Miss Estelle and I, however, are not so different. I, too, make cursory judgments of people, refusing to let them free from the pigeonholes in which I put them, summing up every man and woman by his or her response to weeds. Weed Watchers, for example, don’t have time to pull, kill or prevent weeds because of football, baseball, NASCAR, water polo and synchronized swimming events on ESPN. They refuse to face problems, but they enthusiastically embrace change; particularly changing channels. Weed Killers, on the other hand, are calculating, power-hungry control freaks. All ends justify the means.
Then there are the Miss Estelles of my world, the Weed Preventers. No one surpasses their punctuality, but they possess less spontaneity than cicadas on a 20-year mating schedule. Meticulous perfectionists, they plan their calendars months, even years, in advance. Weed Preventers do not sweat, perspire or glisten, and can gracefully move from pruning the roses to serving a six-course meal for 12.
This is where Miss Estelle and I are at odds. I’ve got the personality of a Weed Puller. I live for instant gratification. I stay busy, but I’m easily distracted. A Weed Puller doesn’t mind uncertainty and tends to act impulsively.
Often, passing by the flower beds on my way from the car to the front door, I bend over and pluck a weed. Soon I’m weaving my way erratically through plantings—sweet-scented gardenias, traffic-stopping hydrangeas and other less fortunate flora I’ve demoralized—with my forgotten purse slung over my shoulder. It swings like a wrecking ball and slaps me in the face as I reach for another weed. Miss Estelle spies me. She sees that I need help, but it takes the whole of fall for her to decide exactly what kind.

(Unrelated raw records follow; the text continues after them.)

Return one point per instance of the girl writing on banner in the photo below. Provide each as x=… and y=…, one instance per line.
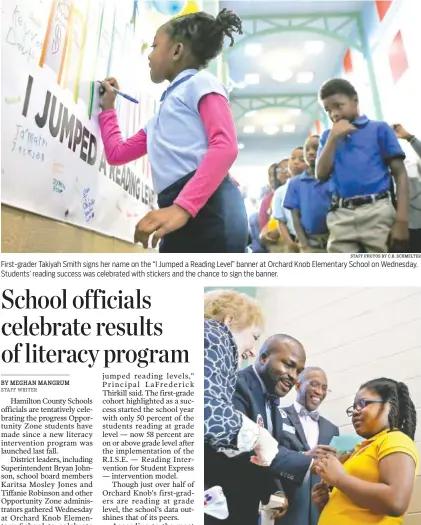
x=191, y=142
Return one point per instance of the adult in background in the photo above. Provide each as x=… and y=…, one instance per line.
x=305, y=430
x=374, y=486
x=233, y=323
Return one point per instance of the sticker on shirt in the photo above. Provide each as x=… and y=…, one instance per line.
x=288, y=428
x=283, y=414
x=260, y=421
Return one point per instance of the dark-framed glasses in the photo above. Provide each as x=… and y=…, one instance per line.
x=361, y=404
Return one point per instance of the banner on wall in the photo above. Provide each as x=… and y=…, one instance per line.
x=52, y=155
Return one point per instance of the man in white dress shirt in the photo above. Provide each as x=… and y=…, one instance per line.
x=305, y=429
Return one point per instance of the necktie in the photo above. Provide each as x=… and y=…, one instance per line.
x=314, y=414
x=272, y=399
x=173, y=86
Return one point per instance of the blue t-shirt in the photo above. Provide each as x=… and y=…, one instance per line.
x=279, y=212
x=176, y=137
x=312, y=199
x=360, y=164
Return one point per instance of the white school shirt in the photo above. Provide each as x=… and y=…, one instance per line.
x=279, y=212
x=310, y=427
x=176, y=137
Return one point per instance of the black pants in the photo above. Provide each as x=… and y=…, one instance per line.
x=221, y=226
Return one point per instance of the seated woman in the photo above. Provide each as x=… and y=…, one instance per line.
x=375, y=484
x=233, y=323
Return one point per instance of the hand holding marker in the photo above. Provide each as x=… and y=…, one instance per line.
x=108, y=90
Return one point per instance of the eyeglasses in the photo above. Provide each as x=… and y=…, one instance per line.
x=361, y=404
x=323, y=388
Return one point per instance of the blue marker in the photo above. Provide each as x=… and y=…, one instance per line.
x=128, y=97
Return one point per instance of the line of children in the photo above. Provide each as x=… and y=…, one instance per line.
x=309, y=201
x=191, y=142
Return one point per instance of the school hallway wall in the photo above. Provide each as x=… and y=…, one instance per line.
x=25, y=232
x=354, y=334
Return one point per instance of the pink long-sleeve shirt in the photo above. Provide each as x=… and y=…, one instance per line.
x=218, y=122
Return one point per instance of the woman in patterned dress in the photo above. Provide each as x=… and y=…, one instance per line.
x=233, y=323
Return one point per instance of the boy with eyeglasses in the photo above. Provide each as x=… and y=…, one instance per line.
x=307, y=432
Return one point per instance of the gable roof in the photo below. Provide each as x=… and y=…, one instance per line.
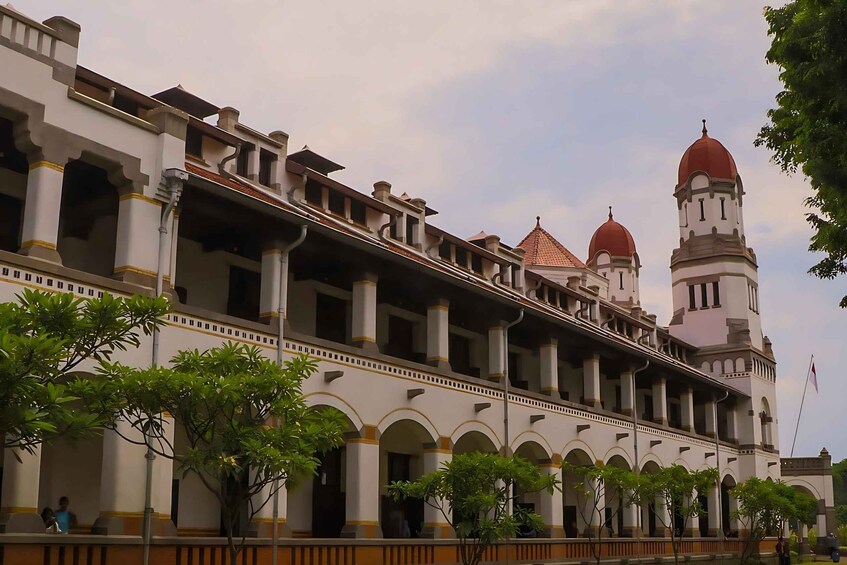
x=544, y=250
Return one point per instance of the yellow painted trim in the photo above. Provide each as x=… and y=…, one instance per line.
x=365, y=339
x=136, y=270
x=363, y=440
x=122, y=514
x=270, y=520
x=18, y=510
x=38, y=243
x=47, y=164
x=137, y=196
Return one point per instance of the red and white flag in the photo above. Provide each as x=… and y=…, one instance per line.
x=813, y=376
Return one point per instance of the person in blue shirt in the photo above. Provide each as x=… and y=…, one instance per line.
x=65, y=519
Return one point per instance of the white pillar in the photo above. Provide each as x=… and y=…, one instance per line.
x=660, y=401
x=714, y=515
x=434, y=456
x=550, y=368
x=496, y=353
x=21, y=476
x=550, y=506
x=364, y=311
x=438, y=333
x=363, y=486
x=627, y=393
x=591, y=380
x=711, y=424
x=137, y=245
x=686, y=403
x=269, y=293
x=40, y=234
x=122, y=479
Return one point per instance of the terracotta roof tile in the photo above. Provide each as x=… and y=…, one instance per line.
x=544, y=250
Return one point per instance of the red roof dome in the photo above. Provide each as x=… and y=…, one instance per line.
x=612, y=238
x=709, y=156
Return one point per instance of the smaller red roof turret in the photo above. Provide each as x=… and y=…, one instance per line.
x=544, y=250
x=612, y=238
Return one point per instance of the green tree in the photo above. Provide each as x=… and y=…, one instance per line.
x=44, y=338
x=676, y=490
x=807, y=129
x=763, y=508
x=474, y=491
x=600, y=487
x=246, y=423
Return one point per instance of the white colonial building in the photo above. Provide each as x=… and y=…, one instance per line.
x=406, y=320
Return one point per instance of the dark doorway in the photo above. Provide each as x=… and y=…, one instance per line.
x=329, y=507
x=245, y=287
x=331, y=318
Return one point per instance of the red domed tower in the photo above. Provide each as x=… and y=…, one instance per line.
x=612, y=254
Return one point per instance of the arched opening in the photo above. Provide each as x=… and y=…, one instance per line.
x=79, y=480
x=88, y=221
x=652, y=525
x=13, y=177
x=401, y=459
x=329, y=492
x=474, y=441
x=728, y=504
x=615, y=519
x=530, y=502
x=574, y=516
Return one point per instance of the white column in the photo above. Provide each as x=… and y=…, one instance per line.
x=438, y=333
x=40, y=234
x=550, y=368
x=137, y=245
x=591, y=380
x=627, y=393
x=364, y=311
x=496, y=353
x=550, y=506
x=122, y=478
x=434, y=456
x=686, y=403
x=714, y=515
x=269, y=293
x=363, y=486
x=21, y=475
x=660, y=401
x=711, y=424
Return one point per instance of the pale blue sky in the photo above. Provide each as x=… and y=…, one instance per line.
x=496, y=112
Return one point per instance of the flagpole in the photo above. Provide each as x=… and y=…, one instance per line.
x=800, y=413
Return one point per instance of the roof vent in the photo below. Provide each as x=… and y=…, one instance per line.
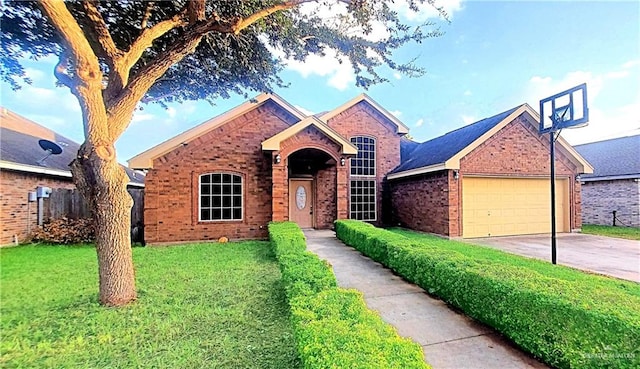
x=51, y=148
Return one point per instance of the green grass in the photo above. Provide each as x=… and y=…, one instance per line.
x=483, y=253
x=630, y=233
x=199, y=306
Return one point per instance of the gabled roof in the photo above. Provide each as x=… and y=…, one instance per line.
x=19, y=149
x=400, y=127
x=145, y=159
x=273, y=143
x=445, y=152
x=617, y=158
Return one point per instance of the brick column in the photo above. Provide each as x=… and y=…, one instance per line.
x=279, y=189
x=342, y=192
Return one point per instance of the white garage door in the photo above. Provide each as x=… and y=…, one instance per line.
x=512, y=206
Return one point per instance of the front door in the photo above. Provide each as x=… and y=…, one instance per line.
x=301, y=202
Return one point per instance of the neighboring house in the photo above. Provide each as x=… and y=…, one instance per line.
x=615, y=182
x=23, y=167
x=267, y=161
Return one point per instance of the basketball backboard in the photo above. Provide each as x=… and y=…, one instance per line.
x=567, y=109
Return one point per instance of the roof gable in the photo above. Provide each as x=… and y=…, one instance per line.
x=145, y=159
x=273, y=143
x=618, y=157
x=445, y=152
x=400, y=127
x=20, y=151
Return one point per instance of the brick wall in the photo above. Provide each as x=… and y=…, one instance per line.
x=518, y=150
x=422, y=202
x=17, y=215
x=363, y=120
x=433, y=202
x=171, y=193
x=601, y=198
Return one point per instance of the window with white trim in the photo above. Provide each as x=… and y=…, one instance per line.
x=365, y=163
x=220, y=197
x=363, y=199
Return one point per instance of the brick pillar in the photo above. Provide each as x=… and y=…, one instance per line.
x=279, y=190
x=342, y=192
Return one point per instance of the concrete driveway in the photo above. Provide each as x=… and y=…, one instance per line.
x=603, y=255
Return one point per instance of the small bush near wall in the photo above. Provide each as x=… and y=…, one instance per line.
x=333, y=327
x=65, y=231
x=569, y=319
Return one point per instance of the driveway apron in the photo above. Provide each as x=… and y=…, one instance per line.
x=448, y=339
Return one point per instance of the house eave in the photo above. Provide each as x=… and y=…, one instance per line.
x=610, y=178
x=418, y=171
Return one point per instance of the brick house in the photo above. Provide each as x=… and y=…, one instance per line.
x=267, y=161
x=614, y=184
x=22, y=170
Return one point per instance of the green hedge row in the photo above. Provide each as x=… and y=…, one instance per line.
x=333, y=327
x=568, y=324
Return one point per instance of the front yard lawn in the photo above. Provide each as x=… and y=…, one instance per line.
x=630, y=233
x=199, y=306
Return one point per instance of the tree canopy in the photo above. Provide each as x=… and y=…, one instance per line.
x=232, y=57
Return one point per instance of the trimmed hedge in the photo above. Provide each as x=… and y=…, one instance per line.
x=333, y=327
x=583, y=322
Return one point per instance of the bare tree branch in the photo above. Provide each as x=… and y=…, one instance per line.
x=195, y=10
x=147, y=15
x=60, y=71
x=88, y=81
x=99, y=26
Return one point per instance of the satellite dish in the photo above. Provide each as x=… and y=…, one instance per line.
x=50, y=147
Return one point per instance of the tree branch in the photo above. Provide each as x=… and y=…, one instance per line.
x=60, y=71
x=147, y=15
x=99, y=26
x=88, y=81
x=195, y=10
x=245, y=22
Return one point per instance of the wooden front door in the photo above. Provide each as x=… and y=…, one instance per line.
x=301, y=202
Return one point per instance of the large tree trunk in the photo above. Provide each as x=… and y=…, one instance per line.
x=103, y=182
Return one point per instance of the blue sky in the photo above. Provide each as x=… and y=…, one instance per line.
x=492, y=57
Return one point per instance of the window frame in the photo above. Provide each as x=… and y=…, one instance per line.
x=375, y=199
x=353, y=167
x=222, y=196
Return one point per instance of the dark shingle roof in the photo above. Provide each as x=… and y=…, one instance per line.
x=615, y=157
x=19, y=139
x=443, y=148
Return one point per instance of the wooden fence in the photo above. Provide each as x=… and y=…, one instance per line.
x=69, y=203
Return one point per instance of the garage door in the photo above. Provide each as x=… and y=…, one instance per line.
x=512, y=206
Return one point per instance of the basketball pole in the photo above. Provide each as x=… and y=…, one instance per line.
x=553, y=196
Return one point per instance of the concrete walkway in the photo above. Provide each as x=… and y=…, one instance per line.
x=615, y=257
x=448, y=339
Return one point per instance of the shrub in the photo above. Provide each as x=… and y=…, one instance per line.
x=65, y=231
x=333, y=327
x=582, y=321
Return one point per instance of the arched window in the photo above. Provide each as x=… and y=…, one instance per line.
x=220, y=197
x=363, y=190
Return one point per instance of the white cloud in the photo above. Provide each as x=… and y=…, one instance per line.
x=631, y=64
x=396, y=113
x=426, y=11
x=605, y=121
x=468, y=119
x=303, y=110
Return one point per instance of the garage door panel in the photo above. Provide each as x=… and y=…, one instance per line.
x=511, y=206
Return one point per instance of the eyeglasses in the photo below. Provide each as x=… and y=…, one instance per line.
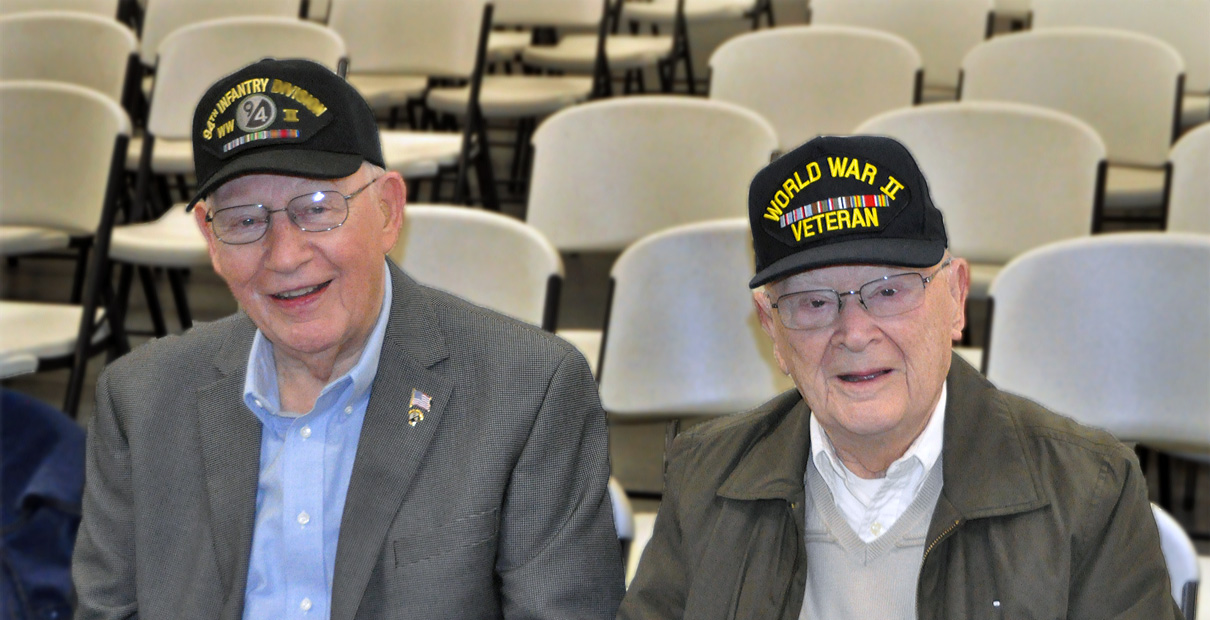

In the true spirit of Christmas giving, she sends her yardman with his pruners to do indecent deeds to my crepe myrtles. I pout like I did when I was 10 and craved a pair of Gloria Vanderbilt jeans for Christmas, but got another monogrammed sweater instead. My mama taught me to smile and say thank you, anyway, so I force a grin. Miss Estelle, I know, only has the best interest of my soul at heart. Nonetheless, staring the proverbial gift horse in its mythical mouth, I tell the young man to let Miss Estelle know that next Christmas I’d like to have my hedge of Audrey Juniors clipped.